Howard Smith-USA TODAY Sports
The Eagles receivers and running backs are fumbling left and right. The special teams are inventing miscues (disconcerting signals?). The defense refuses to intercept a pass. It's just another week of Eagles football.
As the castle crumbles around him, it's becoming harder and harder to judge the play of rookie quarterback Nick Foles. The Eagles are creating alternative ways to implode by week. Foles shows enough positives to keep you honest, but leaves one or two areas that keep you uncertain about his future as a starting quarterback.
Once again the cause for concern against the Bengals was the deep ball. In Tampa, Foles overthrew a pair of deep passes. On Thursday night, he underthrew three. One went for an interception, one Jeremy Maclin still hauled in for a 46-yard gain and the other fell incomplete.
The underthrows left you wondering whether Foles has the necessary arm strength to succeed as a starter. The Eagles insist he does. An NFL talent evaluator agrees. So I went to look for myself.
There were throws where Foles showed plenty of zip. He fired two straight near the goal line to tight end Clay Harbor that eliminated any comparison to Kevin Kolb, Jeff Garcia or Mike McMahon. One slammed off Harbor's hand and fell incomplete partially because of the velocity. There was also a slant later in the second quarter that Foles fit into a tight window thanks to his arm strength.
On the short to mid-range passes, Foles' arm showed no signs of being a problem. The deep throws were a different story. Maclin had to slow down to catch the ball on his big gainer in the first half. The third-quarter interception was badly underthrown and a fourth-quarter strike down the sideline lacked the necessary velocity. The defender caught up to Maclin and knocked down the pass.
In my estimation, it was a combination of footwork and accuracy which let Foles down. Not arm strength. So forget about arm strength. Instead, there is something else to worry about with the Eagles' potential franchise quarterback.
Other notable observations:
- Foles did most of his damage against the Bengals from the shotgun, going 11-of-23 passing for 152 yards, a touchdown and interception. He went just 5-of-10 passing for 30 yards from under center. Three yards per pass attempt from under center. Scary bad.
- Brandon Graham was as good on tape as he was live. Graham dominated a very good tackle in Andre Smith from start to finish, against both the run and pass. Graham finished with six tackles, 2.5 sacks, one tackle for a loss, three quarterback hurries and three penalties drawn in 52 dominant snaps.

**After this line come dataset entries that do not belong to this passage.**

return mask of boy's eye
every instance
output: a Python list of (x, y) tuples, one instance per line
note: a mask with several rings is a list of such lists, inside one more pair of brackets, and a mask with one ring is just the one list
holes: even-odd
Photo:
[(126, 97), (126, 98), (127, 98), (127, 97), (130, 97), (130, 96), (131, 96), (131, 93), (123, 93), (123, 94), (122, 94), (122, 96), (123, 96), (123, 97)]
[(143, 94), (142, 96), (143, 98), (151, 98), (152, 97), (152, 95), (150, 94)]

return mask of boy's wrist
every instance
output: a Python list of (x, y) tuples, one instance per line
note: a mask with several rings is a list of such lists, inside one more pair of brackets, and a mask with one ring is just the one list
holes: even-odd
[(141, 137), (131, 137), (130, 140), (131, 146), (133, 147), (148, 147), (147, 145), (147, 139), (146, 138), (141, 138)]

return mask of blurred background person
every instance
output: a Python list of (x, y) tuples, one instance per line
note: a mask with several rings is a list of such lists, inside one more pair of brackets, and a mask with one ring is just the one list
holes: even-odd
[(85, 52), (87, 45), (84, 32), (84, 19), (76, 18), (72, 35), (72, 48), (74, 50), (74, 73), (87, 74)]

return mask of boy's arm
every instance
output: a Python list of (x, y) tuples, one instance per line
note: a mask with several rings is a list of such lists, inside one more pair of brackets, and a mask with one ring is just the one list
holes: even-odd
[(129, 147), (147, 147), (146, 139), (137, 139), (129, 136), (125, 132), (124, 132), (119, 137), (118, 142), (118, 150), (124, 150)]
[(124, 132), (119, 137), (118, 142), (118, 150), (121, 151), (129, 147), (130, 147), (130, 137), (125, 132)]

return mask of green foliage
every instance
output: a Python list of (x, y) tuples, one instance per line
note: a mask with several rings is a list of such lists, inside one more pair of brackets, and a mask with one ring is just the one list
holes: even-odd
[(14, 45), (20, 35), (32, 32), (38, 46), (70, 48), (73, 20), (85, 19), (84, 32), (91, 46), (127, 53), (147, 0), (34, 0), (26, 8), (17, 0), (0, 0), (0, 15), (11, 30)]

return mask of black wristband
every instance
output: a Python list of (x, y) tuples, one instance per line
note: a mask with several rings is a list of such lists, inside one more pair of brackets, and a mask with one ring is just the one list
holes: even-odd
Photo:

- Colt Anderson played very well. Good enough in fact to remain the starter this week. While not overly talented Anderson was exactly where he needed to be on just about every play. He covered the deep ball well - knocking down a pass to A.J. Green and bracketing Marvin Jones on another play - blitzed and was active against the run. Way more active than Nate Allen, who was somehow credited with the same number of tackles as Anderson. There is no doubt, however, Anderson was more active and around the ball more often than Allen.
- You could hear someone on the replay yell on the field goal where the Eagles were called for a "disconcerting signal." It was a long, exaggerated roar that sounded like "Seeeeeeeetttttttttttttttttt..."
- The Eagles defense (DeMeco Ryans, Dominique Rodger-Cromartie, Colt Anderson and Brandon Boykin) missed four potential interceptions. None were easy plays. Still, at some point, somebody needs to make an extraordinary play to end this drought. The Eagles haven't intercepted a pass since the Lions game in Week 6.
- Nnamdi Asomugha played one of the best games for a player who did not record a single tackle, sack or interception. He was at least credited with a pass defended, shut down his receiver (Jones had four targets, zero receptions) and even protected the edge well on several running plays.
- The fumbles by the Eagles running backs and receivers shouldn't be a total surprise. In fact, it was probably only a matter of time. Jeremy Maclin often runs loosely with the ball. We know the way LeSean McCoy has always carried the ball. Bryce Brown and Clay Harbor too. Harbor actually almost fumbled two plays before he did lose the ball. Vontaze Burfict came close to stripping the ball from Harbor the first time. He did strip it from him the second time. It wasn't an accident either. It was sloppiness by the Eagles, the kind of sloppiness that has ruined the last two seasons.